В красноватых лучах закатного солнца оголенные ветви вяза казались обагренными кровью. И темные трещины ствола, покрытые бурыми пятнами, добавляли живого в восприятии увиденного. Я рассматриваю разломы, дорисовываю в голове сапоги солдат, прожженные брюки. В изгибе ветвей вижу красивые сильные руки. Вот у этого богатыря нос крупный, лицо грубоватое, мужественное, хотя рот мучительно приоткрыт. А у другого — плотно сжат. Глаз не видно под сеткой прилипших трещин-волос...
Вспомнила деда Яшу. Слезы навернулись. Он тоже был героем, простым, каких много. Стряхнула с себя грусть воспоминаний. Отец тоже воевал. Попрошу его рассказать про войну. Вернулась в хату. На кухне сидел дядя Александр из Луганска. Проездом на денек заскочил повидаться с нашей семьей. С незнакомыми людьми мне всегда проще разговаривать, и я с порога спросила:
— Дядя Саша, что на войне самое страшное?
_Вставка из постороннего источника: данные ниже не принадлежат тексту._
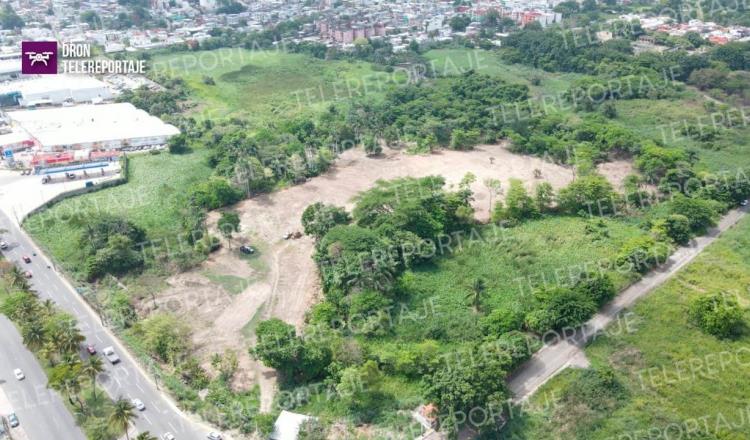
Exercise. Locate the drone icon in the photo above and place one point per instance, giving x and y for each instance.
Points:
(39, 57)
Он вдруг потемнел лицом и как-то очень быстро, не задумываясь, ответил:
— Своих расстреливать.
И осекся, испуганно взглянув на друга. Я даже присела — так жутко в тишине прозвучали эти слова. Отец не среагировал, видно, далеко ушел мыслями. Потом медленно, будто вынимая из глубины души огромную тяжесть, промолвил:
— Исполнять глупые приказы. Видеть, как сотни людей гибнут, и не иметь возможности помочь.
— Тут ты не прав, — мягко сказал дядя Александр, — тем, кто наверху, виднее было. Ты знал ситуацию конкретную, а они задачу всей дивизии решали. Может без той высотки, на которой ты положил своих товарищей, не было бы победы на всей линии фронта?
— Ты был рядовым, а я в ответе за них...
Только и сказал. Но осуждающе.
На кухне воцарилось долгое молчание. Я потихоньку ушла в зал. Разложила карандаши на столе и села рисовать войну: сквозь черное, задымленное небо проглядывают лучики солнца и клочки голубого неба, горящие дома у горизонта, а внизу на ярко-зеленой траве бегут ноги в огромных, грязных, грубых немецких ботинках. Подошвы ботинок в огне. И почему дядя Андрей считает, что невоевавшие не поймут ужасов войны? Я же понимаю слезы бабушки по погибшему сыну. Видела сгоревшие и до сих пор не отстроенные дома. Я все понимаю и все помню.